In a move that is set to catapult many new faces to the top echelons of the Congress, Rahul Gandhi is learnt to have decided to revert to the long-abandoned practice of electing members of the Congress Working Committee (CWC), the apex decision making body of the party.
The CWC will be reconstituted with elected members at the AICC Plenary that is likely to be held after the election of the Congress president in June or July.
If Congress follows through Rahul’s decision, it would mark the biggest reform in the party in two decades. Rahul’s earlier attempts at democratizing the party have not turned out as hoped. The last CWC elections took place in 1997 when Sitaram Kesri was the party president. Before that, elections were held in 1992 after a gap of about two decades.

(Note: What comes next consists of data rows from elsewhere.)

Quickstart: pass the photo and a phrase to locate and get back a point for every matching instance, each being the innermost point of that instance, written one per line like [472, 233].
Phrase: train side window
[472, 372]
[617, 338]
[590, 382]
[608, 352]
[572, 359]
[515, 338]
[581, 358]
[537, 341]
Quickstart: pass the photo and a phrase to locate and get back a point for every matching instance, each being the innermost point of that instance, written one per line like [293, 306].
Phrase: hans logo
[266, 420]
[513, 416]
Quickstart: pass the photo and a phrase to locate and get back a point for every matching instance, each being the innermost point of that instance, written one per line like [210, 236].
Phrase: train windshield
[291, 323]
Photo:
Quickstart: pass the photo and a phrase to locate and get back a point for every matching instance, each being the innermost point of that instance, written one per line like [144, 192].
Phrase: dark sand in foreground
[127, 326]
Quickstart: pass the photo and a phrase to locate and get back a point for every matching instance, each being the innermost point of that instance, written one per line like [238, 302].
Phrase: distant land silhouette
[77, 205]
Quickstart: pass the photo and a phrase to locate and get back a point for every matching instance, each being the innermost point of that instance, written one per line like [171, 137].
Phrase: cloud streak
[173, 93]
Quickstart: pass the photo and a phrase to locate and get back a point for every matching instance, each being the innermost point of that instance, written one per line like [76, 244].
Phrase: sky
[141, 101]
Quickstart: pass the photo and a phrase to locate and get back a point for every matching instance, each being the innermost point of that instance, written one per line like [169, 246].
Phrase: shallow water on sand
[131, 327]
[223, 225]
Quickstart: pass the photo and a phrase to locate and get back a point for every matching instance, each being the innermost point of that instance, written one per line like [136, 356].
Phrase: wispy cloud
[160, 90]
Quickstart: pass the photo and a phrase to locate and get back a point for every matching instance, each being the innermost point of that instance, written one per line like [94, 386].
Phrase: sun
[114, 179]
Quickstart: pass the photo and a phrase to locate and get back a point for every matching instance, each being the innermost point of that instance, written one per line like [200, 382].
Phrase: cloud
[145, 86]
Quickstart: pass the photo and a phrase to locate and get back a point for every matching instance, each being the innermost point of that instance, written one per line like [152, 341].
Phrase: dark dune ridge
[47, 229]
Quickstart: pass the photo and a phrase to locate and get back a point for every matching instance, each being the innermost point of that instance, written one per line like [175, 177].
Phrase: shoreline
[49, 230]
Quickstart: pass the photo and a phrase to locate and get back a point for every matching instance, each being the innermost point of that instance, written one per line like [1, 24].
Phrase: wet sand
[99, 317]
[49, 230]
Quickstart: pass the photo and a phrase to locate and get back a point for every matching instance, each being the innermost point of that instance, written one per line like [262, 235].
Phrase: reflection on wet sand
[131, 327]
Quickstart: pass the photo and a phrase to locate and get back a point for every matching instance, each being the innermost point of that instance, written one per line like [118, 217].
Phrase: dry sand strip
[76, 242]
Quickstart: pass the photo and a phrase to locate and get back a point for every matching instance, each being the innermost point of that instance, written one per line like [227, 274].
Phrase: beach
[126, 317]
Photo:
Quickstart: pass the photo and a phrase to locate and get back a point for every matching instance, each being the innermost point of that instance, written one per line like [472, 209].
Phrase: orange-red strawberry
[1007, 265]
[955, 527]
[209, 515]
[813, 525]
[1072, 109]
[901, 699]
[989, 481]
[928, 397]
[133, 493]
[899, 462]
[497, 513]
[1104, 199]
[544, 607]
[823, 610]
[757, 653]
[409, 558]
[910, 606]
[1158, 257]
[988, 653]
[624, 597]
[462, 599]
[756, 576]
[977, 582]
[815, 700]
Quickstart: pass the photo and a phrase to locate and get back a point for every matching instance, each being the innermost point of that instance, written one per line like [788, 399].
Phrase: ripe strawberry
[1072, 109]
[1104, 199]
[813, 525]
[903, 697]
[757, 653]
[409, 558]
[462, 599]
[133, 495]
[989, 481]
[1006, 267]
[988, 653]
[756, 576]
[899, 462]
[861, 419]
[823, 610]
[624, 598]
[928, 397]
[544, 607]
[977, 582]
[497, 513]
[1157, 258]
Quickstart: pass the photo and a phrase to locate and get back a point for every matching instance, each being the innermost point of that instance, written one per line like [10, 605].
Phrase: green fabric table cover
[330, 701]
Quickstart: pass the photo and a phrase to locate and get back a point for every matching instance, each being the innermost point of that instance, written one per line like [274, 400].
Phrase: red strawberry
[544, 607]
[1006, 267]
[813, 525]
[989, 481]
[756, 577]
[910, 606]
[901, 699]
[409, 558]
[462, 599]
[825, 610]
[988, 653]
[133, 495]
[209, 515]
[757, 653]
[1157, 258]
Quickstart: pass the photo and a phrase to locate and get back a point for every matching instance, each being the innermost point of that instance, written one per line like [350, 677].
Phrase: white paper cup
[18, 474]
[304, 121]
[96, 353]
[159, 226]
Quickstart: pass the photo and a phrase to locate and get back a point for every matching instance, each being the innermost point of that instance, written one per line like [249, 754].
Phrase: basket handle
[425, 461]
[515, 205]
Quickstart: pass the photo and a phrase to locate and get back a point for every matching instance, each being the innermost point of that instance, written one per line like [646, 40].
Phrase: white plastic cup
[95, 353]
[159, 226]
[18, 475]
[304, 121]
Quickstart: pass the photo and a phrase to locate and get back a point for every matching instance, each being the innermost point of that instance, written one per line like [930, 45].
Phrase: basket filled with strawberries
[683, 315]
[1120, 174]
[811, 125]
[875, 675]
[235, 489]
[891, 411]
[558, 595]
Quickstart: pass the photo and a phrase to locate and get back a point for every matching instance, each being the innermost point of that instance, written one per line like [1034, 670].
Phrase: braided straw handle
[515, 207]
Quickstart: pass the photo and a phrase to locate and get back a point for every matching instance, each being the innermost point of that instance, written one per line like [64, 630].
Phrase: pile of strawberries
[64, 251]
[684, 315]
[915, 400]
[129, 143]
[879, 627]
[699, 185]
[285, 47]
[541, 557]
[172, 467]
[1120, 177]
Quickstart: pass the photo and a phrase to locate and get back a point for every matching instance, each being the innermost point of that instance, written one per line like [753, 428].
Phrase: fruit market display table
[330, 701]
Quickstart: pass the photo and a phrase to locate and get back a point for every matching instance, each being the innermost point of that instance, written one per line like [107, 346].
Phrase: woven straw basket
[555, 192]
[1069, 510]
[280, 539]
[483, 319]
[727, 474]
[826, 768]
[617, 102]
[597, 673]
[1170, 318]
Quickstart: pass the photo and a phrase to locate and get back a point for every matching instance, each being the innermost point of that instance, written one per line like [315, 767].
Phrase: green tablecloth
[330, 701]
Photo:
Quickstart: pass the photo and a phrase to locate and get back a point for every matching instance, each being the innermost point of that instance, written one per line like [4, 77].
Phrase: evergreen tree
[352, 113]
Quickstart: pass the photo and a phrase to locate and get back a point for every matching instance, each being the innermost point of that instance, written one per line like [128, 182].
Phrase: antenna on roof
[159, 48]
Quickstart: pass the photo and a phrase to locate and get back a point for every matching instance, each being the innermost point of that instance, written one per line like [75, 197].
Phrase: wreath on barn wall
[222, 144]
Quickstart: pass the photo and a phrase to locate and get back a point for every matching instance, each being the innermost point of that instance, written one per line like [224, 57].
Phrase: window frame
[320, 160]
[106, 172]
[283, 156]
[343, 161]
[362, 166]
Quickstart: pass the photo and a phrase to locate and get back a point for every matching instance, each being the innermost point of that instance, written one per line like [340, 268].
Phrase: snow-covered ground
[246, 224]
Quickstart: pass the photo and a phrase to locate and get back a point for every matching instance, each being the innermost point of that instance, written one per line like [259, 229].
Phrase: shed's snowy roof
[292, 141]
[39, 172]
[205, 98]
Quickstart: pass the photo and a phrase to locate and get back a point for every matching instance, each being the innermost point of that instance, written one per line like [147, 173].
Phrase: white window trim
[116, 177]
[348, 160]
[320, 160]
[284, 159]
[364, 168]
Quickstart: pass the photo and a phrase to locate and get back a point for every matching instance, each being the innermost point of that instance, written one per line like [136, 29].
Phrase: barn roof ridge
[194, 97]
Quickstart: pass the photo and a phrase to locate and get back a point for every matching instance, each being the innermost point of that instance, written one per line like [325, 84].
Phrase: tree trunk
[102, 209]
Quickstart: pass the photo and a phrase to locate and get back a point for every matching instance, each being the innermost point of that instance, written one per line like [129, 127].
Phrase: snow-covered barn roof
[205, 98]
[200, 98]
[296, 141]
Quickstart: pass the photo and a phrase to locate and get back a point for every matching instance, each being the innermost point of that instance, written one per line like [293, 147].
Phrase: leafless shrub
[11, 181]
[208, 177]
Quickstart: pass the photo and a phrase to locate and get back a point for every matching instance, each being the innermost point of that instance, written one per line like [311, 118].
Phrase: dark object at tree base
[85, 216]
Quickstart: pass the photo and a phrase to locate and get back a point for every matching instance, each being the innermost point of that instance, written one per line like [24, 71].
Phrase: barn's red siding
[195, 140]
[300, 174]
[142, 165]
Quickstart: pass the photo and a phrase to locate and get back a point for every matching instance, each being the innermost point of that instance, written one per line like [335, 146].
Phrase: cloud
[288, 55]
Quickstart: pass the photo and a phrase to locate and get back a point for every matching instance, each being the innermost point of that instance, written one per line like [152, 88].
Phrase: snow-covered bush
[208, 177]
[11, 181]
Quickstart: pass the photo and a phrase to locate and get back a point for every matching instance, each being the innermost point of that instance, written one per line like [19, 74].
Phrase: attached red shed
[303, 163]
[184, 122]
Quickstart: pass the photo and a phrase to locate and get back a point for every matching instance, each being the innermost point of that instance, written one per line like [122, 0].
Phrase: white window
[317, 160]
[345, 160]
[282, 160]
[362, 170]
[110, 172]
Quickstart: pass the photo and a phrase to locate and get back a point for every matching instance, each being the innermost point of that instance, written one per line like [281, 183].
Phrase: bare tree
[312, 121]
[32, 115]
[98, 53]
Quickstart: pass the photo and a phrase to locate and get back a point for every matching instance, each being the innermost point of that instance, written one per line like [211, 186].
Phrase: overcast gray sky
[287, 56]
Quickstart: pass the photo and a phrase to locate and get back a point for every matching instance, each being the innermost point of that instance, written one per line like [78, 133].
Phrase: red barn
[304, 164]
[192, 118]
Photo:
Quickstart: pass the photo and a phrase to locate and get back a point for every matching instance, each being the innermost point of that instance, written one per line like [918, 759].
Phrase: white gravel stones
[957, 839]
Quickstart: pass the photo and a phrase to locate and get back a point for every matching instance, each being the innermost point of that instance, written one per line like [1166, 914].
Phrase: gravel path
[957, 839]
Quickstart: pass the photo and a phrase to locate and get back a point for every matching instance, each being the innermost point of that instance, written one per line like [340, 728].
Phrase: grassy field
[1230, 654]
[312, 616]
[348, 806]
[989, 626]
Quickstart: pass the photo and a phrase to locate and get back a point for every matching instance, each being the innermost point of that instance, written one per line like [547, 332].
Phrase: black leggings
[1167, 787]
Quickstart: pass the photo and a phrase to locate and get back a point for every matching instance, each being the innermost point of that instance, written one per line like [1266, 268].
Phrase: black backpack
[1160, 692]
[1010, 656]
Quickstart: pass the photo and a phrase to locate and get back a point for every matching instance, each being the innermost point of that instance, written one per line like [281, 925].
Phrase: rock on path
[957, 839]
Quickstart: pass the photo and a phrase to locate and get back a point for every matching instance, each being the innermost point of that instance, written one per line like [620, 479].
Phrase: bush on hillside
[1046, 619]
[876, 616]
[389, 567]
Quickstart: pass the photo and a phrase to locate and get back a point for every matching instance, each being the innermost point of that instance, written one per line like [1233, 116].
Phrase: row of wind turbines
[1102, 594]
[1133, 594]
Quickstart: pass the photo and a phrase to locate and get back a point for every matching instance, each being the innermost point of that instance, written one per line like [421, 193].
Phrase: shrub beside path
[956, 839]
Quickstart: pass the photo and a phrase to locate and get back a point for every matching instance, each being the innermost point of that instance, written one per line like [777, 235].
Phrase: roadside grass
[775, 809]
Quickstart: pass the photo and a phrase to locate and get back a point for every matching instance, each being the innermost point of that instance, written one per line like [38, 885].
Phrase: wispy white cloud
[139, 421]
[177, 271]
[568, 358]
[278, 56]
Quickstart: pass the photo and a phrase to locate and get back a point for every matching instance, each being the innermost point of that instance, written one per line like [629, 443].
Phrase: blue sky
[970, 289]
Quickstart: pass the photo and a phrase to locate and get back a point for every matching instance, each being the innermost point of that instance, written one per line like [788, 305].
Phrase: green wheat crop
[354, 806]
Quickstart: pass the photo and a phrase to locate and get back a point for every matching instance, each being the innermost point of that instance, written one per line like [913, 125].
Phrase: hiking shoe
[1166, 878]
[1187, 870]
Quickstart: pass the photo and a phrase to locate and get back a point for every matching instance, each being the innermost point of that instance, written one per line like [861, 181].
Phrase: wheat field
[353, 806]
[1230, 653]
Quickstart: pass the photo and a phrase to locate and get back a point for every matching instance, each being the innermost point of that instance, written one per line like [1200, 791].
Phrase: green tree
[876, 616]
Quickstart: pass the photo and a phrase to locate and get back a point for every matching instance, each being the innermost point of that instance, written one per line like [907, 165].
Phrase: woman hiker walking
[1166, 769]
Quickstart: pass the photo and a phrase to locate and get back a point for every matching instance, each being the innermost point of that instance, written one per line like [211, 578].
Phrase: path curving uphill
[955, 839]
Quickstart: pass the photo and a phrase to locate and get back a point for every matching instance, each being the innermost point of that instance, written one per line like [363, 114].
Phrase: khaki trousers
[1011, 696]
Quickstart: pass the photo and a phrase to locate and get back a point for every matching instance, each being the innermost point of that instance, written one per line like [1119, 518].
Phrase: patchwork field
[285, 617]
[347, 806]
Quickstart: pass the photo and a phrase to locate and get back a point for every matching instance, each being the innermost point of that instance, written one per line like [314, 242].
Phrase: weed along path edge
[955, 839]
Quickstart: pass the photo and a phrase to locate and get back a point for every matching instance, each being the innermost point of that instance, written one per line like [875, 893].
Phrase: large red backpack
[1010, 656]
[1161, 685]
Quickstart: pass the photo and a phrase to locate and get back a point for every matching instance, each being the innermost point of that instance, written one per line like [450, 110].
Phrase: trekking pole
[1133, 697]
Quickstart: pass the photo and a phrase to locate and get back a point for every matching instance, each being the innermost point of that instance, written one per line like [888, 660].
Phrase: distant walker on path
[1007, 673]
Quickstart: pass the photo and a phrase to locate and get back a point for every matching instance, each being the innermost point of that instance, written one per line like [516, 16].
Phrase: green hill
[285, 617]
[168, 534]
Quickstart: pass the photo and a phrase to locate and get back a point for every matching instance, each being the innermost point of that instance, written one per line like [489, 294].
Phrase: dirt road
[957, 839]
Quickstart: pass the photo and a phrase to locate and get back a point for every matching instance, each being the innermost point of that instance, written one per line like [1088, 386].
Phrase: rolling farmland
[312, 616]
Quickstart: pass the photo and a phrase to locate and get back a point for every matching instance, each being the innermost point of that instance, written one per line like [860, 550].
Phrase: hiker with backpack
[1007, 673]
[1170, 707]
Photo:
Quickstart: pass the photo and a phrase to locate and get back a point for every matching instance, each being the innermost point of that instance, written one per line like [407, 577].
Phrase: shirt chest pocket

Sources said Rahul has “made up his mind” to bring elected members in the CWC to “empower” those with experience and grassroot support. There is rising chorus in the Congress for the party vice-president to take over the reins of the party. “It (Rahul’s elevation) is probable but Rahul has not revealed his mind on the issue yet,” a senior party functionary told HT.
As per the Congress constitution, 12 of the 25-member CWC have to be elected by the AICC, while others are appointed by party chief. Since Sonia took over the reins of the party in 1998, there have been no CWC elections.
However, Sonia has often listed difficulties she has been facing in constituting the CWC since 1998. “Nominating CWC is not an easy task. Somebody will complain that he has been left out and why the other was taken. Somewhere someone will be left out,” she had said at the AICC meeting in Delhi’s Talkatora stadium on November 2, 2010.
Although Rahul’s so-called experiments in democratization — through internal elections in the youth and student wings of the Congress — did not pay much electoral dividends, the young leader is said to be “determined” to “democratize all levels” of the organization.
The possible elections to the CWC are likely to be held at the next AICC session in March-April.
As part of the revival plan, the party is mulling sweeping changes in its functioning and the constitution. Some of the suggestions that came up include amending the party constitution to incorporate 50% reservation for OBCs, SCs, STs and minorities in state and district committees. This includes 33% quota for women.
Reducing the tenure of office bearers from five to three years besides doing away with dual – active and primary – membership and holding block level organisational elections instead of booth level were some of the other proposals suggested by the senior leaders at last Tuesday’s CWC meeting.
A final decision on these issues would be taken only after consultations with party workers in states followed by ratification of the decisions at the AICC session.